Мы попросили поесть. Дали все тот же вареный картофель и ржаной кофе с черным хлебом. Мы стали с нетерпением ждать рыбака. Наша финская спутница была в ажитации, все время о чем-то шепталась с хозяевами, спорила с ними по-фински. Вот уже и 11 часов вечера. Девица, очень огорченная, сообщает, что сегодня ехать нельзя: «Рыбак мертвецки пьян».

Что делать? Возвращаться обратно? Невозможно — только что отошел последний поезд. Вернуться завтра в Петроград, делать новую попытку побега, опять переживать пережитое казалось непосильным!.. Но выхода другого не было. Остались ночевать.

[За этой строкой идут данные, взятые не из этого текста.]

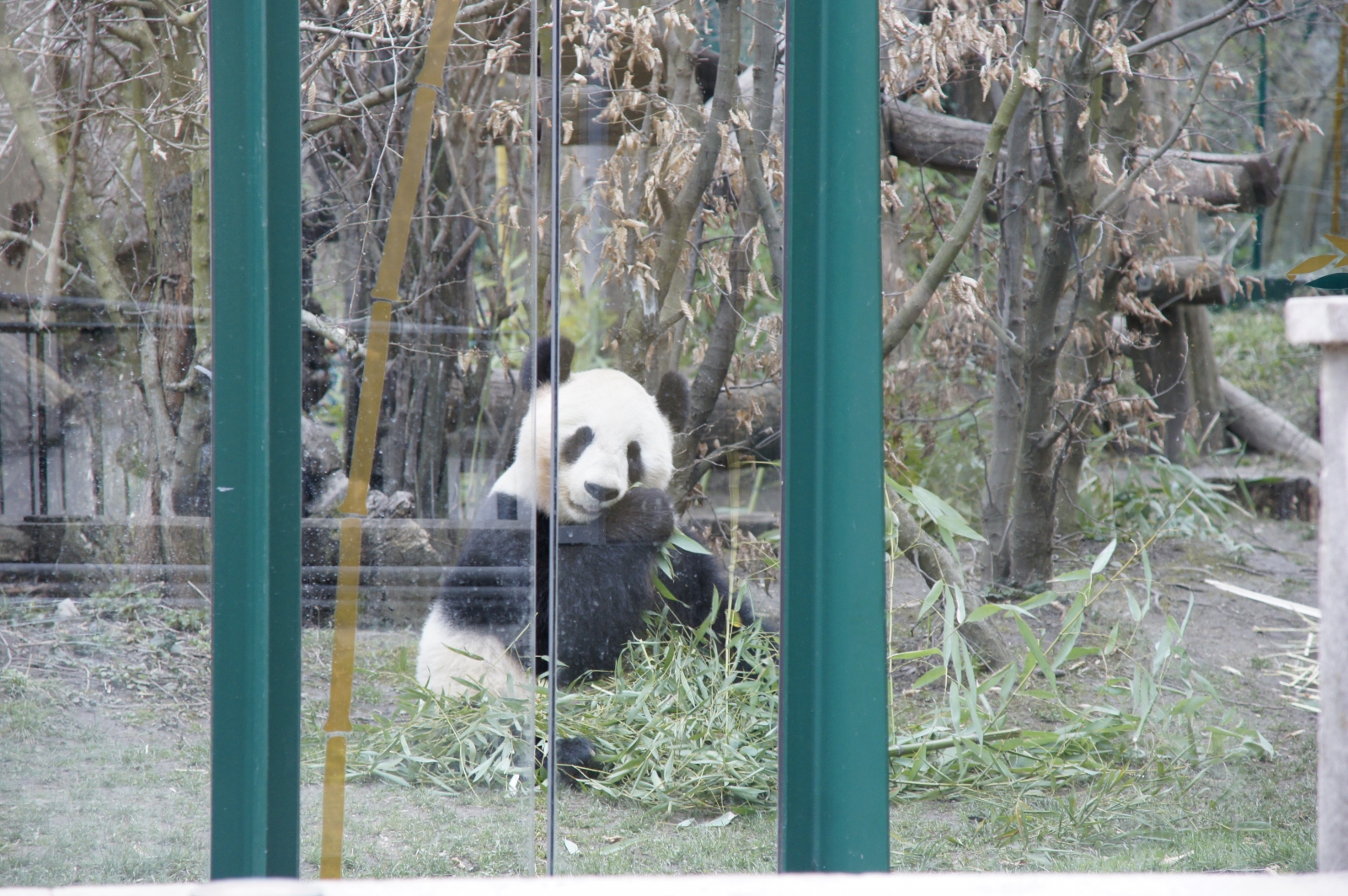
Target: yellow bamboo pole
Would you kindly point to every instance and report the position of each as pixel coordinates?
(367, 429)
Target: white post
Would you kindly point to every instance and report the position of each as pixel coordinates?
(1324, 321)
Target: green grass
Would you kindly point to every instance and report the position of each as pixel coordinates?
(103, 776)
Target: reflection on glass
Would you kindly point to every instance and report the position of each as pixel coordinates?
(667, 435)
(105, 445)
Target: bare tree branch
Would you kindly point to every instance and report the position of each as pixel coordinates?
(972, 212)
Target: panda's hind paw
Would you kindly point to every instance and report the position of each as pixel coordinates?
(644, 515)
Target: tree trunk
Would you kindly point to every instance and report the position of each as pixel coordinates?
(1008, 406)
(1163, 370)
(1031, 505)
(1266, 430)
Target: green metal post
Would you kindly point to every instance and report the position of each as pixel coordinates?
(255, 282)
(835, 765)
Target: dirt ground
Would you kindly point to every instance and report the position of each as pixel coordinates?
(104, 752)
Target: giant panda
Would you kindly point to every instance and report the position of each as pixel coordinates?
(613, 515)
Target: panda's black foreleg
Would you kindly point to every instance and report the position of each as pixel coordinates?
(644, 516)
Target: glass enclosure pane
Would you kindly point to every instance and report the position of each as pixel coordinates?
(105, 445)
(669, 477)
(440, 765)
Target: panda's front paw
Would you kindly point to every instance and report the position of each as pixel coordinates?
(576, 758)
(642, 516)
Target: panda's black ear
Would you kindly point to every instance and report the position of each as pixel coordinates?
(539, 363)
(671, 397)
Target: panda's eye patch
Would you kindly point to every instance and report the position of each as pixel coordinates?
(576, 444)
(635, 469)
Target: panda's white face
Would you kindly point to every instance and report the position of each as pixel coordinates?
(612, 437)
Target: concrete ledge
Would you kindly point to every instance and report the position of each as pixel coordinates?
(948, 884)
(1318, 321)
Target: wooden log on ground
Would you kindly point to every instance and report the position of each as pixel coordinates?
(1266, 430)
(1238, 182)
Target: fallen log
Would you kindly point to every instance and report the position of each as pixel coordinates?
(1227, 181)
(1266, 430)
(1183, 278)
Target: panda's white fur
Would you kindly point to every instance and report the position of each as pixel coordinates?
(442, 666)
(619, 411)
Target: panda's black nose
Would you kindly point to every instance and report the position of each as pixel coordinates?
(600, 493)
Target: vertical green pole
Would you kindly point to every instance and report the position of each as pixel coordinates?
(835, 765)
(255, 280)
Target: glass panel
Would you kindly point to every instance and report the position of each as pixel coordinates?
(440, 765)
(669, 487)
(104, 446)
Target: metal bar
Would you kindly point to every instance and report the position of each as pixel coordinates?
(833, 810)
(554, 374)
(255, 539)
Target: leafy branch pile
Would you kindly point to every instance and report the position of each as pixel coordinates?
(680, 725)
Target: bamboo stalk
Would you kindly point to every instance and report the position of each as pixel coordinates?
(367, 435)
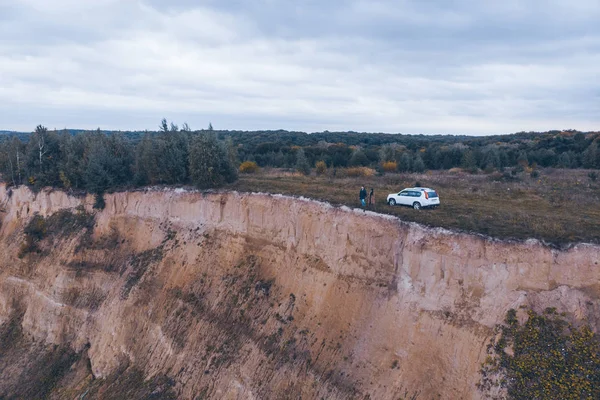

Мы с девицей улеглись на широкую подозрительного вида кровать, брат приятельницы тут же на полу, хозяева в кухне. Измученные и физически, и нравственно, мы заснули как мертвые. И вдруг у дверей послышались тяжелые шаги, голоса возбужденных хозяев — мне вспомнился матросский налет, мы вскочили как ошпаренные; слышно было, что что-то тащили, ступени лестниц скрипели, видимо, направлялись на чердак. Оставаться в неведении я больше не могла и бросилась к дверям, девица за мной, а спутник наш спал как убитый.

В полуоткрытую дверь мы увидели людей, которые тащили ящики и мешки на чердак. Ночью? В чем дело? Финка на мои вопросы только махала рукой, чтобы я молчала. Наконец, проводив людей, хозяева вернулись радостные и возбужденные и сообщили, что «дело сегодня вышло важное: двадцать пять бутылок спирту, табаку, много мешков муки привезли и заработок будет хороший, на заре придут и покупатели, товар уже запродан». Нас просили не шевелиться и не выходить.

Ясно — мы находились в гнезде контрабандистов. Не хватало еще этого! Попасться матери Главнокомандующего Белой армией в такой компании. Вот бы злорадствовали!

Промаялись остаток ночи. Чуть свет явились покупатели, то же шептание, препирательства, таскание кулей и ящиков. Я потребовала, чтобы мне ответили определенно, еду ли я сегодня, иначе я с первым же поездом вернусь в город. Финка поклялась, что в сумерки мы выедем. Пьяница заперт, и до вечера его не выпустят, чтобы не напился.

Мы должны были пуститься в путь с темнотой. Нас накормили черными макаронами и простоквашей, что было несколько получше совдеповского пойла. Прошел томительный день в унынии и молчании. В щелочку окна видели в течение дня несколько прошедших мимо красноармейских патрулей. Сердце екало, что скрывать.